Obviously, the Q3 was light, and you talked about that. Even taking that into account, it still was considerably higher than earlier in the year.
And you mentioned there was an additional $1 million or so for bonuses. But was there some additional hiring that occurred?
Or was there something else that maybe popped into the equation in the fourth quarter?
Robin G. Seim
Well, we've expanded our staff a bit through the year, but we do have other expenses that come up quarter-to-quarter. And so you see fluctuations.
Everybody knows that in our business, the big trade show is the ASHP show in December, and so we put a lot of effort into that. It's a good sales opportunity for us.
So those sort of things will drive seasonal expenses and drive fluctuations.
Matthew Hewitt - Craig-Hallum Capital Group LLC, Research Division
Okay. And then I guess...
Robin G. Seim
And then one other thing, I've almost forgotten it now, we did move our -- all of our facilities in Mountain View, our headquarters facilities, and so we incurred all the expenses to make that move in Q4.
Matthew Hewitt - Craig-Hallum Capital Group LLC, Research Division
Okay, that's it. Lastly from me, the G4 upgrade, it's been almost a year, a little over a year.
Maybe how far are you through that process? The expectation was that it would take a few years.

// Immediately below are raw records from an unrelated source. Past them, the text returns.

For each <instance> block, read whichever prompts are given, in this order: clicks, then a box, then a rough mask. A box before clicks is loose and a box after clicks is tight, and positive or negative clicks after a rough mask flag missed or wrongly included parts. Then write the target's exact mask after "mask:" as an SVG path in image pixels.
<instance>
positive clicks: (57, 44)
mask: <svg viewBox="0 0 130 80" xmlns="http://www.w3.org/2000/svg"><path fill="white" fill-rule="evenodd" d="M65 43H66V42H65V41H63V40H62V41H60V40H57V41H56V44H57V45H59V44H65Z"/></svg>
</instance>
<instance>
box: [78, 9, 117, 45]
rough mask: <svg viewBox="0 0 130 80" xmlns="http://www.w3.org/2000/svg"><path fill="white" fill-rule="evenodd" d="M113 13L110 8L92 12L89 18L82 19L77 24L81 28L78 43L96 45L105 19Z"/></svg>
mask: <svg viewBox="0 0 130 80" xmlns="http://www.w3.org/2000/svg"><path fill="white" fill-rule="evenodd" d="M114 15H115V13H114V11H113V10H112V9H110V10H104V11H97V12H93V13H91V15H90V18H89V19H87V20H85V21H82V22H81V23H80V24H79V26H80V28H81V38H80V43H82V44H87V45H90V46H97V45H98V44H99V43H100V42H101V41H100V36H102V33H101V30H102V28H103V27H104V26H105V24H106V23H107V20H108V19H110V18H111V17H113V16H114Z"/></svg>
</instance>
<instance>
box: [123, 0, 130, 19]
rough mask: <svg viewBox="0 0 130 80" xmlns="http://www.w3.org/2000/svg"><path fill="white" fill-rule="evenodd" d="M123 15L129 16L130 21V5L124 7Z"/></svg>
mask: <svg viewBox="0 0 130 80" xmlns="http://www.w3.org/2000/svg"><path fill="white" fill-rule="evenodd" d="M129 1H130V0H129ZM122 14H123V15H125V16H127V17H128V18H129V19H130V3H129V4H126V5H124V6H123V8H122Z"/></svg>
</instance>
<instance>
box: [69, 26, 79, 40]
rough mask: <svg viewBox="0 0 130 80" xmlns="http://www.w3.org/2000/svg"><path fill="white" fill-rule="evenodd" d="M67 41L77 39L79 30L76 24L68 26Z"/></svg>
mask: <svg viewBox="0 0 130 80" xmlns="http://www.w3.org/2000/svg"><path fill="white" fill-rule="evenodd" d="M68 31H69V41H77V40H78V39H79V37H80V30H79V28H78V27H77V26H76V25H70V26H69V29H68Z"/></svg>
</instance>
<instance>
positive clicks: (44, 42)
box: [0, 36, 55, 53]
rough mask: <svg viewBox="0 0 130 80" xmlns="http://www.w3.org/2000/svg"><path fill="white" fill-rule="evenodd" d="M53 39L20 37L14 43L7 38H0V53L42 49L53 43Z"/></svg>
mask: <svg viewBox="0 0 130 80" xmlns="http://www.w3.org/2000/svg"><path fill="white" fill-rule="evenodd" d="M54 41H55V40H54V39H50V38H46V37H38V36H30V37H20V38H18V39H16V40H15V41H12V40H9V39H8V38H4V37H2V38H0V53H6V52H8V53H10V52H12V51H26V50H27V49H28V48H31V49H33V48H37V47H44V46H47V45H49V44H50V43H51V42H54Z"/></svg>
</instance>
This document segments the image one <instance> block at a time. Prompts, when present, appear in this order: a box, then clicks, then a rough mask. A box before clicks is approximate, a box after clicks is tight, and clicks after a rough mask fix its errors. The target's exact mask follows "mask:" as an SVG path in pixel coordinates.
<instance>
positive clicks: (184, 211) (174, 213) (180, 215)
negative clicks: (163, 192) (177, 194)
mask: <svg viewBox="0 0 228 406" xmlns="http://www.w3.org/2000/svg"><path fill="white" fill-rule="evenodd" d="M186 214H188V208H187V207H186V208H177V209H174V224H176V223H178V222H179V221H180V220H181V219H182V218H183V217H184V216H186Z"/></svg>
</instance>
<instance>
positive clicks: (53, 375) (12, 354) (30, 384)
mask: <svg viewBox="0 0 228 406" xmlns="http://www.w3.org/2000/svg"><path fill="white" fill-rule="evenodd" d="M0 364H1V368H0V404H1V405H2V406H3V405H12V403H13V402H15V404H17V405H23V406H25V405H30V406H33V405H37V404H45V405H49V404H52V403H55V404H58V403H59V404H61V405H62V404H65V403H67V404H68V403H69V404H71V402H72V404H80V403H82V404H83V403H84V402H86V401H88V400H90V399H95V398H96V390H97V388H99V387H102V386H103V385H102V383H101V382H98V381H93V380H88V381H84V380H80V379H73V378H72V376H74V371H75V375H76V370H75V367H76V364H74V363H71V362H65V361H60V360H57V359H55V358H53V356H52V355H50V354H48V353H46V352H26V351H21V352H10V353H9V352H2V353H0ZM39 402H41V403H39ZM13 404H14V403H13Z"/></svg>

Are you still very early on in that? Or maybe where does that sit?
And along those lines, correct me if I'm wrong, but shouldn't those or don't those orders typically flow through the backlog at an accelerated rate versus a normal system order?
Randall A. Lipps
Yes, Matt, this is Randy. They do flow through pretty quickly.

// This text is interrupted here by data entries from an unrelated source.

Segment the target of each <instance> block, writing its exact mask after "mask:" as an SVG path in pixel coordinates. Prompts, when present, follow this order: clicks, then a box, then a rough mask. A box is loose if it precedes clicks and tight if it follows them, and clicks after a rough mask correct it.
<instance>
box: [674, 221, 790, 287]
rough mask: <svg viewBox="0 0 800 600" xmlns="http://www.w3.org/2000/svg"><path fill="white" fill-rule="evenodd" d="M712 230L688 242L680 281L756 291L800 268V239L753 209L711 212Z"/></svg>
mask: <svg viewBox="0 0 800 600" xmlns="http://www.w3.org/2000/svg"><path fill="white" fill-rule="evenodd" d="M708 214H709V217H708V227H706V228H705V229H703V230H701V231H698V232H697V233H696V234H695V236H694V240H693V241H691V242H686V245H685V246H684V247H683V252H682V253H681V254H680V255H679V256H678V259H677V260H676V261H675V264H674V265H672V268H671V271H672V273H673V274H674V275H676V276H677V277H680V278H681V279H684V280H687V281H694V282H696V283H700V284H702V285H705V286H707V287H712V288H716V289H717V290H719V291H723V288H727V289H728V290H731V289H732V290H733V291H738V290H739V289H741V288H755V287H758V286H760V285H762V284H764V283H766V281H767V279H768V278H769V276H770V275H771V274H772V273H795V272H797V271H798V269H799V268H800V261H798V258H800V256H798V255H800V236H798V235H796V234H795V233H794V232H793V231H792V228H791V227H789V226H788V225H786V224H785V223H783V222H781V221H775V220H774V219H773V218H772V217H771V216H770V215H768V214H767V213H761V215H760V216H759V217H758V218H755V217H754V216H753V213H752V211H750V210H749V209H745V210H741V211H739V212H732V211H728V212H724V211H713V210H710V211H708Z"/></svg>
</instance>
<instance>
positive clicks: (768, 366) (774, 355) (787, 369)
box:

And about -- I think we're not quite up to 15% of our customer base has done the upgrade, so about 85% still has to go. And we've seen a nice acceleration of those upgrades come along from last year, and then we even see, even expect better, bigger pipeline, better results even into this year.
So we feel really good about it. It's been well received.
And almost any customer who is doing a significant expansion order, because they acquired new hospital or new area of the hospital, is also throwing in the upgrade. So it's a nice value-add product that almost any significant project, expansion project, gets put into the pipeline.
Operator
We have reached our allotted time for questions. I would now like to turn this conference back over to Mr.
Randy Lipps for any closing remarks.
Randall A. Lipps
Well, thank you, Susan, and thanks to all of you for joining us today. It was such a great year in 2012.
We believe 2013 will be another great year for Omnicell. We've got so much to do.
We're excited about international and our upgrades, our competitive wins, our new customers, and just the 1,100 Omnicell employees who make it all happen. Congratulations on a great 2012, and we look forward to a wonderful 2013.
See you next time.
Operator
Thank you for participating in today's conference. You may now disconnect.